Il supplemento Affari & Finanza di Repubblica ha intervistato Arianna Huffington, gran dama del sito The Huffington Post, una delle donne più influenti d’America, inserita addirittura dal Financial Times fra le cinquanta persone in grado di farci uscire dalla crisi a fianco di Barack Obama (di cui è amica e ammiratrice).
The Huffington Post.com è, nelle parole della sua fondatrice, tre cose: ”innanzitutto un giornale online vero, con tutte le sezioni, i cui lettori per metà sono interessati alla politica e per l’altra metà a cronaca, costume, spettacolo, sport, cultura, ambiente. Cerchiamo di pubblicare notizie fresche, anche scomode, storie che per un motivo o per l’altro i giornali più grandi trascurano, vogliamo essere la corte d’appello per il lettore e le storie più intriganti. Secondo: è una raccolta di blog, ormai più di duemila. E infine è una community vivacissima, un luogo di dibattito aperto, un forum di confronto di opinioni anche diverse dalle nostre.
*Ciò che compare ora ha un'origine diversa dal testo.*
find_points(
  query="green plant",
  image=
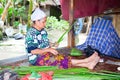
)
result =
(54, 23)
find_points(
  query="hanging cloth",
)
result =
(103, 37)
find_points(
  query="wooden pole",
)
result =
(71, 38)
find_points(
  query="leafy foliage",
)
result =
(15, 24)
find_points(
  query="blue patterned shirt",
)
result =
(35, 39)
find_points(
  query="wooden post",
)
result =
(71, 38)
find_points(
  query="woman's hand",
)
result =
(53, 51)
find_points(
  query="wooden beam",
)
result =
(71, 38)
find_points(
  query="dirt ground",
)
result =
(15, 48)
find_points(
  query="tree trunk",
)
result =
(5, 11)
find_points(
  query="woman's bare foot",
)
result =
(91, 63)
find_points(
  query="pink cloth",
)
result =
(84, 8)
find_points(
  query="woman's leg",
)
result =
(89, 62)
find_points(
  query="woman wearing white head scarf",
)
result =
(39, 51)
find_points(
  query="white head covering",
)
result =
(37, 14)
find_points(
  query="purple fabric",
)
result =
(49, 60)
(84, 8)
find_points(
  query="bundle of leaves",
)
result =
(71, 73)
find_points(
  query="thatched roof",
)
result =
(50, 2)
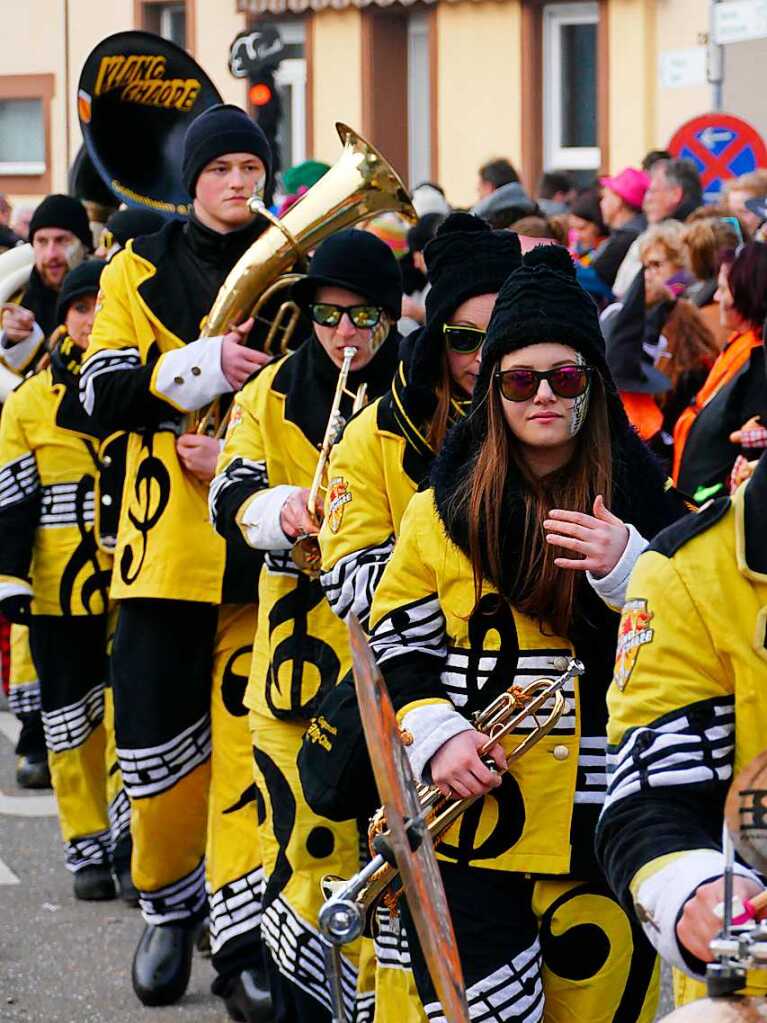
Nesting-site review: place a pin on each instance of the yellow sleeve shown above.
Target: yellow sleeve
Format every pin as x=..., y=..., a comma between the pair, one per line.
x=357, y=533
Che sono, tanto per intendersi, schierate con quella che definiremmo, ci perdoni l’italianità, l’ala sinistra del partito democratico”.
Ora, annuncia la Huffington, ”stiamo per lanciare l’investigative fund, creato con alcune fondazioni per sostenere i reporter più bravi fra quelli licenziati in questi mesi sciagurati. Ci portano una proposta, la valutiamo, se è il caso finanziamo le spese di trasferta e raccolta di documenti. Poi pubblichiamo l’inchiesta sul sito».
‘Oggi HP ha 20 milioni di utenti unici mensili, un flusso costante di pubblicità (quella online in America è cresciuta del 13% nell’ultimo anno mentre quella su carta è scesa del 40) e spese contenute: l’organico è di 55 persone fra New York e Los Angeles, compresi i giornalisti, gli amministrativi e i moderatori, cioè chi verifica i tantissimi contributi spontanei che arrivano da un numero di collaboratori occasionali che ha superato il milione l’anno scorso”
Precisa Arianna Huffington: “Non voglio mettermi in concorrenza con la stampa “storica”, rispettabile e autorevole. Ma mi permetto di dare un suggerimento: gli editori tradizionali devono capire, accelerando e spingendo sulla presenza anche in rete, che siamo di fronte a una generazione, e non mi riferisco solo ai più giovani, che solamente su Internet si informa, studia, gioca, vede i film e sente musica. È lì che bisogna intercettarla».